Chris Bosh starts Game 3

NEW YORK -- Heat forward Chris Bosh stepped onto the court at Madison Square Garden on Thursday night with one thought in his head.

"I've got to impress my son, the first game he watches," Bosh said.

Someday, the kid is going to love this story.

On the same day his wife gave birth to a son they named Jackson, the All-Star had nine points and a team-high 10 rebounds in Miami's 87-70 victory over the New York Knicks to take a commanding 3-0 lead in the teams' Eastern Conference first-round series. Bosh arrived at the arena at 6:31 p.m., just 29 minutes before the scheduled tipoff, and didn't miss a moment.

"It's just an amazing thing," Heat guard Dwyane Wade said.

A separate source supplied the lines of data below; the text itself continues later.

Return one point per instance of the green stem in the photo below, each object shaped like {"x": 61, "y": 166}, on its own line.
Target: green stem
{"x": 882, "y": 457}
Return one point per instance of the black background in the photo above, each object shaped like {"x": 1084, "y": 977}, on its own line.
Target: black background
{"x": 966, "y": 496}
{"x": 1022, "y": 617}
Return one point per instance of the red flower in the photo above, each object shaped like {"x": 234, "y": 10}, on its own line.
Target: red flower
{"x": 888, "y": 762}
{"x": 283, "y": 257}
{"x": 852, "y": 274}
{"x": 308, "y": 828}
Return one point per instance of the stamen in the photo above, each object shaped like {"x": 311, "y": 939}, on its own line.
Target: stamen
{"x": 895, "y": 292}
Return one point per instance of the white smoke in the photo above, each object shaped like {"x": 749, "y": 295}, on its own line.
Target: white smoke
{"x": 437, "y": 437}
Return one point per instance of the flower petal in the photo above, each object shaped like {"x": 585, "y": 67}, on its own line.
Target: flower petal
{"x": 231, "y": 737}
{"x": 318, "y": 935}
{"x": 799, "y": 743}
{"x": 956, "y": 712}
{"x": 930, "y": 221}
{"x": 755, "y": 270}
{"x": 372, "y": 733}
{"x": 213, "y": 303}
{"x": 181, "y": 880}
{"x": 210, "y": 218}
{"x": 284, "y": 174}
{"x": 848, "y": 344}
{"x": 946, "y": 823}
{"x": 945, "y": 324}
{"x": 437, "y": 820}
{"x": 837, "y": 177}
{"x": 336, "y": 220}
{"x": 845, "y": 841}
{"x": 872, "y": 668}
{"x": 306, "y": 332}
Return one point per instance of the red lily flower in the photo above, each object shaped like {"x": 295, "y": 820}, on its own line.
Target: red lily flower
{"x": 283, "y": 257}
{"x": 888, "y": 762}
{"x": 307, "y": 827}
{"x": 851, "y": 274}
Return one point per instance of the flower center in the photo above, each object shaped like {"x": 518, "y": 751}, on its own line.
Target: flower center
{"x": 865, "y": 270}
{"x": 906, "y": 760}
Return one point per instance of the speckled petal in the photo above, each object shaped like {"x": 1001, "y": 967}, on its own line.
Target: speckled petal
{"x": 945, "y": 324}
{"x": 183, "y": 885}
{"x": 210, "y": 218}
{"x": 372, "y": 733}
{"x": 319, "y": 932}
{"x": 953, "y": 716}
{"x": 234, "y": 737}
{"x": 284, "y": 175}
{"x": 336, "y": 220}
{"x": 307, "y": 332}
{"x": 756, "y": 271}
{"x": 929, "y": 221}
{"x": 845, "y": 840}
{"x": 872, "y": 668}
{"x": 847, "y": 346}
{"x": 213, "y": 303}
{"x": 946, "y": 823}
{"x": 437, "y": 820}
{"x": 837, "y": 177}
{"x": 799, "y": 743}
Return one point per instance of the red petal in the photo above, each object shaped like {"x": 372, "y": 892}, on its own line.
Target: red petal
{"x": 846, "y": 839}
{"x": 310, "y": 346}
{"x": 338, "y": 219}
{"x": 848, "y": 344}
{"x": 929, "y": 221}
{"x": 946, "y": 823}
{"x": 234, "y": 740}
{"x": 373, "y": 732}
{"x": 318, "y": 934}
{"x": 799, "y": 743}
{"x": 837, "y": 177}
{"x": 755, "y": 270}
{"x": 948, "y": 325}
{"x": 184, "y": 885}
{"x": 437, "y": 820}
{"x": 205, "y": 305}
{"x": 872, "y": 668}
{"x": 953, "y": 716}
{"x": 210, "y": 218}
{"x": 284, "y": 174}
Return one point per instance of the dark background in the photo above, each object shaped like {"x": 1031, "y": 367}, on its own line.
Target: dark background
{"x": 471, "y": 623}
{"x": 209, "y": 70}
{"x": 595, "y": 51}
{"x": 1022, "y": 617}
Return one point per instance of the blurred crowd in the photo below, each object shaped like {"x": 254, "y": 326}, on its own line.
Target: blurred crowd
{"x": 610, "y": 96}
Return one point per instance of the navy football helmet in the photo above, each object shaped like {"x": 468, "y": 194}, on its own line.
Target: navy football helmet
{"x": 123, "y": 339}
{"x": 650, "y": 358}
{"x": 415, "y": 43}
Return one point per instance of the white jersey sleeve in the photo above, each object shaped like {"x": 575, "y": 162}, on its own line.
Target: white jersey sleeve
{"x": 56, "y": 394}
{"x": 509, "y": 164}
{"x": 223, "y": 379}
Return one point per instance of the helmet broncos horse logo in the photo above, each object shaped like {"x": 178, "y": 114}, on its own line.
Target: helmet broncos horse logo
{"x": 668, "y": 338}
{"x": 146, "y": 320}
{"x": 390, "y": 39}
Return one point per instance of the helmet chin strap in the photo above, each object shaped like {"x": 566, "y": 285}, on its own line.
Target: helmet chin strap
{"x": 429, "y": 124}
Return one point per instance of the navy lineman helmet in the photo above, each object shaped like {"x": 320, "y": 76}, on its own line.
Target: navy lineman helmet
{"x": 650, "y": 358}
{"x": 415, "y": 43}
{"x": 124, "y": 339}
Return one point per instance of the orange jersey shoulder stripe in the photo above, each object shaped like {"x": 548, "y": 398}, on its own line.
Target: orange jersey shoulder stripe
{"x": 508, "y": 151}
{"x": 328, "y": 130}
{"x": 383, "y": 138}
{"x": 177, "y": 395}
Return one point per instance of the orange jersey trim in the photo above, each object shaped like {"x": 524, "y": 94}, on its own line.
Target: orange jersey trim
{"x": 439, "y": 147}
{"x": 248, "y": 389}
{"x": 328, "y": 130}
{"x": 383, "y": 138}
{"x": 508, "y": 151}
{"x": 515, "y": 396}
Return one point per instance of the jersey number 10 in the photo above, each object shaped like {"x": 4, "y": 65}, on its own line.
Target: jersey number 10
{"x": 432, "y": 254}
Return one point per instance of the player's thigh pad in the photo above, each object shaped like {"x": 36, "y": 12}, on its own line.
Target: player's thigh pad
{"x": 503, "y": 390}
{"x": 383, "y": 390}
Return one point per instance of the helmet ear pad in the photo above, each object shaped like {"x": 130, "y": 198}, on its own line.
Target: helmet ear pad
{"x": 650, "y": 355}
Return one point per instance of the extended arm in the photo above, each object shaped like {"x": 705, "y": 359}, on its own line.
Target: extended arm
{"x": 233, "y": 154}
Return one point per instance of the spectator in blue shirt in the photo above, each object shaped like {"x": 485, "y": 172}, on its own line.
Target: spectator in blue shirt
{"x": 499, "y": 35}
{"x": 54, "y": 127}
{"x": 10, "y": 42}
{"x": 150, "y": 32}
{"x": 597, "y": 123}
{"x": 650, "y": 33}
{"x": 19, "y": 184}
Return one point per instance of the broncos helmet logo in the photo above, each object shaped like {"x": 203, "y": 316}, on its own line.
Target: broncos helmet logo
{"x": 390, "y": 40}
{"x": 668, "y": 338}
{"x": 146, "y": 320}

The whirlwind started Wednesday night, not long after Bosh tossed down his luggage and flipped on the television in his room at the team hotel. He was going to get some dinner with a friend when his wife, Adrienne, called with the word: Come home.

Dinner was canceled. Bosh got to the airport and onto a private jet that whisked him to Miami just in time for the birth. The particulars were unclear; Heat coach Erik Spoelstra said the baby arrived at 3 a.m., Bosh said it was closer to 4 a.m., and the proud papa acknowledged he had no idea how long the baby was or what he weighed.

All irrelevant details. Bosh's wife and son were happy and healthy, and soon the plan was hatched to get him back to New York for Game 3.

"A tremendous effort to get here," Heat forward Udonis Haslem said. "Man, that's what it's about. Sacrifice. It'd been easy for him to stay home but he got here and he made it about the team and he helped us get this one tonight."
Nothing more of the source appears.